E magari dimenticando quello che è accaduto a Bergamo, provincia nella quale l’aver rimandato l’ordine di creare una zona rossa ha provocato gli conquassi che sappiamo, con le bare portate via dai camion militari.
Il mondo della scienza è più cauto: “Per il momento è ‘apertura no’. Ma bisogna studiare e organizzare ora la ‘exit strategy'”.
Sono le parole di Massimo Galli, primario infettivologo dell’ ospedale Sacco di Milano, a Mattino Cinque. “Non sarà una riapertura generalizzata: ci scordiamo delle scuole e di una serie di situazioni piacevoli. Bar, ristoranti, messe e partite di calcio credo dovranno essere collocate dopo la ripresa di imprese di importanza fondamentale”, spiega.
“La strategia va elaborata ora perché serviranno interventi e in particolare una modalità diagnostica che preveda l’integrazione dei test sierologici, anche quelli rapidi che sono perfetti. Ma è assai imperfetta anche una strategia con tamponi reiterati a tutti, probabilmente insostenibile a livello organizzativo. Per quanto riguarda il potenziale diagnostico siamo maledettamente indietro, questo aspetto va potenziato se vogliamo uscire da questa situazione”, prosegue.

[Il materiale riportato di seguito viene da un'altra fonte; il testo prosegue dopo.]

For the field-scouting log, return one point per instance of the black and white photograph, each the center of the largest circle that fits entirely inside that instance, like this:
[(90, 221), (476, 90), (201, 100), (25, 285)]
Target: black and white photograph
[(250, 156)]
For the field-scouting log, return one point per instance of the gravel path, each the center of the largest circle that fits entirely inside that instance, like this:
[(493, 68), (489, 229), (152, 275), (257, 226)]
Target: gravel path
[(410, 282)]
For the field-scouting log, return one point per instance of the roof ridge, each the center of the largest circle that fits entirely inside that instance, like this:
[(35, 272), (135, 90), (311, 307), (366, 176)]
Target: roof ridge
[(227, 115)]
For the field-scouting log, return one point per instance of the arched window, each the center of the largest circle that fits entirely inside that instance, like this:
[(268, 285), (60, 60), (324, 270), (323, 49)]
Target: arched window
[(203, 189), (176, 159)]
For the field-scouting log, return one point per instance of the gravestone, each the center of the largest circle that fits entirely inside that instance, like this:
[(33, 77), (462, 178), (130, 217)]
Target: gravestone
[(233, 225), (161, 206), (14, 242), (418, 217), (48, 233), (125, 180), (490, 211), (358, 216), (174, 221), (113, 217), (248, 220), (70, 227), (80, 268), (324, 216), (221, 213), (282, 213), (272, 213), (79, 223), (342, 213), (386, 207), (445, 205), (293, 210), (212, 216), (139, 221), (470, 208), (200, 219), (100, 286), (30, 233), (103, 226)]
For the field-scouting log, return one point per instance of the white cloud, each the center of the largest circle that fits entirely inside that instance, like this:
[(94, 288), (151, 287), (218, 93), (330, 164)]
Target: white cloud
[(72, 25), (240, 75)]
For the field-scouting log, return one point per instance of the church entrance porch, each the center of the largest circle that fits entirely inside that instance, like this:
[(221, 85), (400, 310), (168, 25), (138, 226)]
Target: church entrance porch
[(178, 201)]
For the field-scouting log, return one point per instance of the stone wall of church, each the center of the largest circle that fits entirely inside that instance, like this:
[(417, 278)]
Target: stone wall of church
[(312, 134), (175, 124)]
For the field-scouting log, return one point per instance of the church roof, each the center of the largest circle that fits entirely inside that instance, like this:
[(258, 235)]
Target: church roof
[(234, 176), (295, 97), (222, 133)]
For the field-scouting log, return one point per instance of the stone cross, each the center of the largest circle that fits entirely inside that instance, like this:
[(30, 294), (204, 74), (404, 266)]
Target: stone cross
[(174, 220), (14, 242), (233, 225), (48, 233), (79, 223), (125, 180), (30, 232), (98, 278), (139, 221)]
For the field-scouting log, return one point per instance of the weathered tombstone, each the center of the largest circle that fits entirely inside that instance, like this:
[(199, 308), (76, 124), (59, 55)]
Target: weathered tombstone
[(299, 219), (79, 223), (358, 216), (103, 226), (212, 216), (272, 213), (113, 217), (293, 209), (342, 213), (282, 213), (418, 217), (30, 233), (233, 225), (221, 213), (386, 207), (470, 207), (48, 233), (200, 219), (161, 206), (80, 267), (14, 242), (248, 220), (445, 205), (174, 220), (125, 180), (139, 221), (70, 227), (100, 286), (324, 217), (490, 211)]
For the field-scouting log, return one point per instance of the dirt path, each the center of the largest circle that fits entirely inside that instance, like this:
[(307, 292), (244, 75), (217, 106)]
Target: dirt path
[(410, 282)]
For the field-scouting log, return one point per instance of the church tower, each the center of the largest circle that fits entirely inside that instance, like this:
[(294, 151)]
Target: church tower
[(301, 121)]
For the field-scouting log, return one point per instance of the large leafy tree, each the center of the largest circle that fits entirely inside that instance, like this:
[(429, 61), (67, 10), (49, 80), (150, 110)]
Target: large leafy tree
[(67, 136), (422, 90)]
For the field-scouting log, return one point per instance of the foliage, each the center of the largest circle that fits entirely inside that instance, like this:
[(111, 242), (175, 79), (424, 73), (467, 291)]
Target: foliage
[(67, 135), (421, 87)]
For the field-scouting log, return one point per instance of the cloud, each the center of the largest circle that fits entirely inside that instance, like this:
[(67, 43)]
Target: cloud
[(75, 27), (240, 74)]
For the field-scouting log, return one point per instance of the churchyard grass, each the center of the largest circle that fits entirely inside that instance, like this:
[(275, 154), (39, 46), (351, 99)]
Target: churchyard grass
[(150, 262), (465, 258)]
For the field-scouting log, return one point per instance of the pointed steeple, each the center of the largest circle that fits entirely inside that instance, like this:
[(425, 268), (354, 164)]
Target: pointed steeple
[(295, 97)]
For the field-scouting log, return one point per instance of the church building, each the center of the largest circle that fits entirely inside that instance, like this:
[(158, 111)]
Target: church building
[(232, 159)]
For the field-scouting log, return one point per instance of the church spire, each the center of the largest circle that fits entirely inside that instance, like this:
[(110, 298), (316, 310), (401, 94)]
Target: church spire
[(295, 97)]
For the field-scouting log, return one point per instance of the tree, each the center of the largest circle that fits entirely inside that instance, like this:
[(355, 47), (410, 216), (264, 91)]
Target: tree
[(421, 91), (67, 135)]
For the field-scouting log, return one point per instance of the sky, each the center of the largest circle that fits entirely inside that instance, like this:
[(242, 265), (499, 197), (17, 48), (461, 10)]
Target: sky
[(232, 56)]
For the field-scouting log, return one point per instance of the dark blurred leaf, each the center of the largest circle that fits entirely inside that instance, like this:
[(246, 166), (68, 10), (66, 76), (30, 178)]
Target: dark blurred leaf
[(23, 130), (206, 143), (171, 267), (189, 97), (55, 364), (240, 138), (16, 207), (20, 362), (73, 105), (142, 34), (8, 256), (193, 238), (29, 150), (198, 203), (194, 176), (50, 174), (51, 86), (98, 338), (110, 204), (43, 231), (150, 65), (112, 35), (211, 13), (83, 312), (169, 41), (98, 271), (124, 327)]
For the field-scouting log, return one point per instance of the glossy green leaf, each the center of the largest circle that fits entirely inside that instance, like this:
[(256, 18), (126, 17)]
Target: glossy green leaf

“Questo nemico invisibile è arrivato in Italia probabilmente con una sola introduzione puntiforme: per ora tutte le evidenze ci dicono che dalla Germania tra il 25 e il 31 gennaio è arrivato quest’ospite che ci ha provocato tutto questo. Immaginate cosa potrebbe succedere se si ricominciasse in maniera analoga per una reintroduzione dall’estero o per un’insorgenza controllata. E’ vero che è meglio essere vivi con le pezze al sedere e non morti, ma non si può mandare a rotoli il paese: nemmeno chi fa il mio mestiere può dimenticare l’importanza dell’economia, ma non si può fare nemmeno il contrario. Convivere col virus significa non farsi bastonare”, afferma.
“A Milano molte persone si sono chiuse in casa con l’infezione e hanno bisogno del ricovero in ospedale. Rispetto all’epidemia in generale, la chiusura in casa riduce la possibilità di diffusione dell’epidemia se non nelle mura domestiche”, dice ancora.